Vous avez en plus réussi à marquer sur une superbe reprise de volée…
Je me suis donné à fond pour remettre l’équipe dans le bon sens et mon but nous a vraiment remis dedans. Je n’affectionne pas spécialement les reprises de volée mais quand il faut le faire, je le fais. Je n’ai vu arriver le ballon qu’au dernier moment. Je me couche, je la prends comme elle vient et elle rentre. Après, il y a aussi le penalty que j’ai loupé mais comme il n’a pas trop eu de conséquences…
« La concurrence légale ne m’a jamais fait peur »
En seconde période, l’osmose entre les supporters et vous a été magnifique ?
Quand je suis entré, il y a eu beaucoup d’applaudissements : cela veut donc dire que les supporters sont contents que je sois là. Le public est là, les gens viennent souvent aux entraînements, ils nous supportent et je leur rends la pareille. Maintenant, j’ai démontré mais je ne dois pas m’arrêter à cela. Dans ma tête, je ne dois penser que football.
A la veille de l’annonce de l’arrivée officielle à Nantes de l’attaquant kenyan Dennis Oliech, vous avez eu une bonne idée en accomplissant ce gros match…
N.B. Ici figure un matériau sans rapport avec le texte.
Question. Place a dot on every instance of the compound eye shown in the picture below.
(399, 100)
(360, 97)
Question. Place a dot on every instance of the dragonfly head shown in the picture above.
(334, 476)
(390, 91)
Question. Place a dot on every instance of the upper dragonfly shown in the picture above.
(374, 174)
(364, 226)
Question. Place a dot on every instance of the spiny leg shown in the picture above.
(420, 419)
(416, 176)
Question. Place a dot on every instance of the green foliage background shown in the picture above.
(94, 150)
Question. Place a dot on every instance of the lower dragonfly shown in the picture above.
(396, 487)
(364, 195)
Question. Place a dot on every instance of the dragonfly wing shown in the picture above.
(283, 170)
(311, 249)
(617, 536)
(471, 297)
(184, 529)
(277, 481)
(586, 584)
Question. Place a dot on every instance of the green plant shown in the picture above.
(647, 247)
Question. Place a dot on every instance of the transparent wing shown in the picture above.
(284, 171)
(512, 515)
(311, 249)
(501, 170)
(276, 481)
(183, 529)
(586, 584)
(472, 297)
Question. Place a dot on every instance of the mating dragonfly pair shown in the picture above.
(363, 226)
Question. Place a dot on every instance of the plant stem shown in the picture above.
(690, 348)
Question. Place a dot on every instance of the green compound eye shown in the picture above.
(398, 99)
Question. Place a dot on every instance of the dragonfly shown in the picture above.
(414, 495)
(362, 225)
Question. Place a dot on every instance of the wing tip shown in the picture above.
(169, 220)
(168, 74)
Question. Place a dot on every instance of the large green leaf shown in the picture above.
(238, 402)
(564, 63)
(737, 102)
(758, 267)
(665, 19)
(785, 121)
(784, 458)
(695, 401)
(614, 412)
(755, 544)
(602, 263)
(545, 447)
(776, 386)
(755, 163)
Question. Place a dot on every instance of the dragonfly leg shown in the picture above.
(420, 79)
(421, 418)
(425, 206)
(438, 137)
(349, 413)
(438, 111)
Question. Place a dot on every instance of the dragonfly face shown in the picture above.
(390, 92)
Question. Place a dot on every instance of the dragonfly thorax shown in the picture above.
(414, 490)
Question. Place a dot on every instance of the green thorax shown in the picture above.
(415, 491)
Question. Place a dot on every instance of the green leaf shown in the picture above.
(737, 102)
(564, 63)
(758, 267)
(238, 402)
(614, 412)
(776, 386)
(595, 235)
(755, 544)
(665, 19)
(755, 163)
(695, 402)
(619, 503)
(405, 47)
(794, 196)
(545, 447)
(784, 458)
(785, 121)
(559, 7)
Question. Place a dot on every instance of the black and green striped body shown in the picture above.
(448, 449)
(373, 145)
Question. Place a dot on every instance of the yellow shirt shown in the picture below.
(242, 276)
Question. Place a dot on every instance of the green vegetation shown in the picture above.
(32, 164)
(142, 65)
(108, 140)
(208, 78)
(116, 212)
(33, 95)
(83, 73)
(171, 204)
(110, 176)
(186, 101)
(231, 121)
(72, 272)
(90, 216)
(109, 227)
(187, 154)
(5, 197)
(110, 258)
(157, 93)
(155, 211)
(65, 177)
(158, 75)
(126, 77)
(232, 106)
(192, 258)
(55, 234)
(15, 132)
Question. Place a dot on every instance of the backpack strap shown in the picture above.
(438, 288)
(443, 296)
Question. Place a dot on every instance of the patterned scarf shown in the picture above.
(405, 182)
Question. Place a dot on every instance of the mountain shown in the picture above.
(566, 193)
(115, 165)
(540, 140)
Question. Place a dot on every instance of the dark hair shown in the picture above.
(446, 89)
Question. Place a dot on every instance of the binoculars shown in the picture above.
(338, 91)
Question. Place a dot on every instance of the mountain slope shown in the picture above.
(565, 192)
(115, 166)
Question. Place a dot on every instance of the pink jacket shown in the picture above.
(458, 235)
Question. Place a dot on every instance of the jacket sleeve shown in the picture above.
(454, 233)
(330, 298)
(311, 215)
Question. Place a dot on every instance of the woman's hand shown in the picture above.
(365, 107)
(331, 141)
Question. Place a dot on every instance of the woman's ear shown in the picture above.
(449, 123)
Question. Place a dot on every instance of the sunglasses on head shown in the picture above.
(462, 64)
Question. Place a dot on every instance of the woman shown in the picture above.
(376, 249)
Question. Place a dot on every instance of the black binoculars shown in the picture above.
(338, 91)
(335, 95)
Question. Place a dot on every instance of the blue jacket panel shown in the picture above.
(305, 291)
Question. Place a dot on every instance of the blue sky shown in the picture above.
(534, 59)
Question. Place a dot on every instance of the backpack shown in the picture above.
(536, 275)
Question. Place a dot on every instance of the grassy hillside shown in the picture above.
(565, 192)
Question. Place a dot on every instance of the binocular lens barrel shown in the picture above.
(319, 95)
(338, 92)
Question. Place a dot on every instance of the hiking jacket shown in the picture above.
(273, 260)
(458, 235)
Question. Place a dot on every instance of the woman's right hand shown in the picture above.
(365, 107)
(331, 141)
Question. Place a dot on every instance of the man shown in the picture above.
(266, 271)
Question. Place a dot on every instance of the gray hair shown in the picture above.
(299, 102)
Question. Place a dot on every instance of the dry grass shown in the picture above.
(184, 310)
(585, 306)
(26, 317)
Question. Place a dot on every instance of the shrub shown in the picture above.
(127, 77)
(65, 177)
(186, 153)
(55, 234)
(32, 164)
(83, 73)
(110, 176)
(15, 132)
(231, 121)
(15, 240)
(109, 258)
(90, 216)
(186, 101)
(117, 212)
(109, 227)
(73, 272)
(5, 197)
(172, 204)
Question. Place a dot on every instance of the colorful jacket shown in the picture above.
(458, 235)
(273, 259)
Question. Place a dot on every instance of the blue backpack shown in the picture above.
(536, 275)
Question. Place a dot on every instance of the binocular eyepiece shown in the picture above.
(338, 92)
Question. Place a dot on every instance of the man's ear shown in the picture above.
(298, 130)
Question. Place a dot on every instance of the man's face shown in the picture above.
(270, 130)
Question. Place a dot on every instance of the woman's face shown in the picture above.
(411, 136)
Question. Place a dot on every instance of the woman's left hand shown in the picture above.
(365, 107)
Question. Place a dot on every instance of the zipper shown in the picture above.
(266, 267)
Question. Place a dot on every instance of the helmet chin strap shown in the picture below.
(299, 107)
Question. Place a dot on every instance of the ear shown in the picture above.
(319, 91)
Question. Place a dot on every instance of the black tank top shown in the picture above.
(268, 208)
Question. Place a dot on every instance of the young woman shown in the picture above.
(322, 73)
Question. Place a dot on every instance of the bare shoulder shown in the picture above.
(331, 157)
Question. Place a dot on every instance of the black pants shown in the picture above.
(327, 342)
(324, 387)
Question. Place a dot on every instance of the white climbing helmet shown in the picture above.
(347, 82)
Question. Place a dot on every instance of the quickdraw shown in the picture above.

Oui, c’est précieux. Maintenant, si Nantes a pris Oliech, c’est que cela ne peut être qu’un renfort bénéfique pour le club. Si c’est le cas, tant mieux pour tout le monde. Après, c’est sûr que c’est une concurrence pour tous les attaquants qui sont là. Mais, moi, la concurrence légale ne m’a jamais fait peur. Quand je suis arrivé à Marseille, je savais que j’allais être en concurrence avec des gros bras. Ce n’est pas pour autant que je n’y suis pas allé. La preuve : j’ai joué.
Après une petite période de doute, votre avenir semble plus que jamais à Nantes, non ?
Si cela se passe comme cela, cela ira. Maintenant, il suffit juste d’enchaîner les bonnes prestations et on verra bien comment cela se passera. La vie est faite de rebondissements et de choses que l’on ne prévoit pas. Donc j’attends et je verrai.